2.) Yes, the apparatus of the oil industry has a long lifespan and will have tremendous inertia, and I think we're in agreement that the balance of power production will be nowhere close to having shifted by then. However by the end of this decade, the writing will very much be on the wall as far as the petrochemicals are concerned, and energy companies and governments will be much more proactive about scrambling for a position (territory and IP-wise) in the post-oil world than they are today -- even though the actual balance of production will probably take a further 20 years to shift to solar.
3.) What's different about the next 10, relative to the last 50? 50 years ago, the Western Democracies hadn't dropped taxes on the rich to historically low levels, leading to the most extreme wealth inequalities in history; hadn't built a domestic surveillance apparatus surpassing the wildest dreams of the East German Stasi; hadn't militarised their police forces; and (fairly brief Red Scares notwithstanding) were more outwardly-directed in their paranoia, rather than declaring perpetual "wars" (largely upon their own populations) in the names drugs and terrorism and such. All of these are corrosive to democracy, and it's pretty obvious to me that toxicity has reached very unhealthy and ultimately unsustainable levels.
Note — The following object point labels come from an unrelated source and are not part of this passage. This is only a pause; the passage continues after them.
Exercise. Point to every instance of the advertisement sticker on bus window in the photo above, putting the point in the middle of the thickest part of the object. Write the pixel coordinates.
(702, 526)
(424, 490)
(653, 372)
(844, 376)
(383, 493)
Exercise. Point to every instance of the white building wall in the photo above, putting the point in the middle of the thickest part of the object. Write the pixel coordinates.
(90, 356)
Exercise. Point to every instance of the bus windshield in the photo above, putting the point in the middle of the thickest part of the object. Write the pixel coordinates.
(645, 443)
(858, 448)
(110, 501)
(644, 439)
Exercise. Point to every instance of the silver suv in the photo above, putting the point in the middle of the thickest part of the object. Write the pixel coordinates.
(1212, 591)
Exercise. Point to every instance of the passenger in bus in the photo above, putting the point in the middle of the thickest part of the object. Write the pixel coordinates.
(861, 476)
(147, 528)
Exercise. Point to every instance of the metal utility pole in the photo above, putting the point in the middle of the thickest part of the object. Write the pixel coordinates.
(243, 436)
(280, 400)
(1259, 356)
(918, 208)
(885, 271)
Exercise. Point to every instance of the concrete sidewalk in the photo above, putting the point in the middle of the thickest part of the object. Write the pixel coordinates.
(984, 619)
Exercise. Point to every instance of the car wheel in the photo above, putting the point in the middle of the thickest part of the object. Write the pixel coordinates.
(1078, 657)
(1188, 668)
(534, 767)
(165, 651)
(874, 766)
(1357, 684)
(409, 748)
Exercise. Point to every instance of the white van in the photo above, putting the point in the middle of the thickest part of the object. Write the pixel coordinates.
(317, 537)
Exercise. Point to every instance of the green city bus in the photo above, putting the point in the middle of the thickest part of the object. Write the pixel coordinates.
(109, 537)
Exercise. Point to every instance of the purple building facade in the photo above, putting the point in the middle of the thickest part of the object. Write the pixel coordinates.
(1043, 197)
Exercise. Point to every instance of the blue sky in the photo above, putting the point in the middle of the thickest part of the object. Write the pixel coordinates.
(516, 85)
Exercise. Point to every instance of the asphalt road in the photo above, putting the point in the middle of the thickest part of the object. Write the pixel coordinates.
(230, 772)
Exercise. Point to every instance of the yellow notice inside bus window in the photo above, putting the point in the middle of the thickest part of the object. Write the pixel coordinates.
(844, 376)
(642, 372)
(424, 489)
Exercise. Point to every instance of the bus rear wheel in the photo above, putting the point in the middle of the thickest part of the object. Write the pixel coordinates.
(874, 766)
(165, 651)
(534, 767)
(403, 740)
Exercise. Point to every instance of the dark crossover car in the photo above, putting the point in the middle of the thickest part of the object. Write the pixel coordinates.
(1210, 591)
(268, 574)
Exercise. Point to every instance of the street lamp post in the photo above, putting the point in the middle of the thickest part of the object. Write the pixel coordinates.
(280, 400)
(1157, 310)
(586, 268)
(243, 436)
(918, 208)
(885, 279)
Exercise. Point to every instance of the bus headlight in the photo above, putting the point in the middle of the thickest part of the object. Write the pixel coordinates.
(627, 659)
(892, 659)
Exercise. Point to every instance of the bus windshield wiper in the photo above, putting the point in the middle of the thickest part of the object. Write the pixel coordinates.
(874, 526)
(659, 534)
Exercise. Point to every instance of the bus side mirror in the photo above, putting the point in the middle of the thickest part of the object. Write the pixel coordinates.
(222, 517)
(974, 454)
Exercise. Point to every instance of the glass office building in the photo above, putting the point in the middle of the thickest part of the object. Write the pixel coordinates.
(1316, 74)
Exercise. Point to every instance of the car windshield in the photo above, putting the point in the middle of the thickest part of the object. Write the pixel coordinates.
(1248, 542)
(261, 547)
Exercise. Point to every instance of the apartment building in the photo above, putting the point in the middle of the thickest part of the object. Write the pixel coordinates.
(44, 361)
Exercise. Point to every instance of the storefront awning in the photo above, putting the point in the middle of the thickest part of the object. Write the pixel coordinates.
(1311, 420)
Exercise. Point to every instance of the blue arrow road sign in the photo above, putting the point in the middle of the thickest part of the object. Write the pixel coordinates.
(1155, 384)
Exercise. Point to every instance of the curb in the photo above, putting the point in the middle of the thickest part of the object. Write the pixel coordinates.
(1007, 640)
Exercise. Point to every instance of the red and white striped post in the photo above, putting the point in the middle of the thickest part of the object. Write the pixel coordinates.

[Edit: Just to be clear, I didn't say that Western Democracy will collapse in this decade; I said that its legitimacy will collapse (arguably is collapsing right now), which is something else. This has both internal repercussions in the nature of the political discourse/conflict, and external repercussions in that Western-style Democracy will less and less be what the rest of world aspires to. Also to be clear: I'm a big fan of Western Democracy -- more than any other form of government around -- I just think that in practice, they've been buggering things up pretty badly for the last decade or two, and consequently are going to have an extremely challenging decade relative to much of the rest of the world.]
1) Automation of human jobs has been happening since the beginning of the industrial revolution. It may end up being a serious problem for us, but I see no reason why the next ten years will be so different than the last 50. [Edit: Maybe it was a mistake to mention the industrial revolution. My main point is that why will the automation from 2014-2024 be significantly different than the automation from 2004-2014? I agree that automation will continue, but I am skeptical that we'll hit some breaking point.]
2) Solar is getting cheap, I agree. Nonetheless, there's no way in a mere ten years that we can manufacture TW of solar panels and upgrade the grid to handle them. The grid is extremely capital intensive, and power plants and power lines have lifetimes of ~50 years. Again, I agree with your assessment of the trend, but disagree with the timespan. 10 years from now things will look similar to how they look today.
3) Collapse of Western Democracy because of capitalism and pervasive surveillance? It hasn't happened in the last fifty years; what's different about the next ten?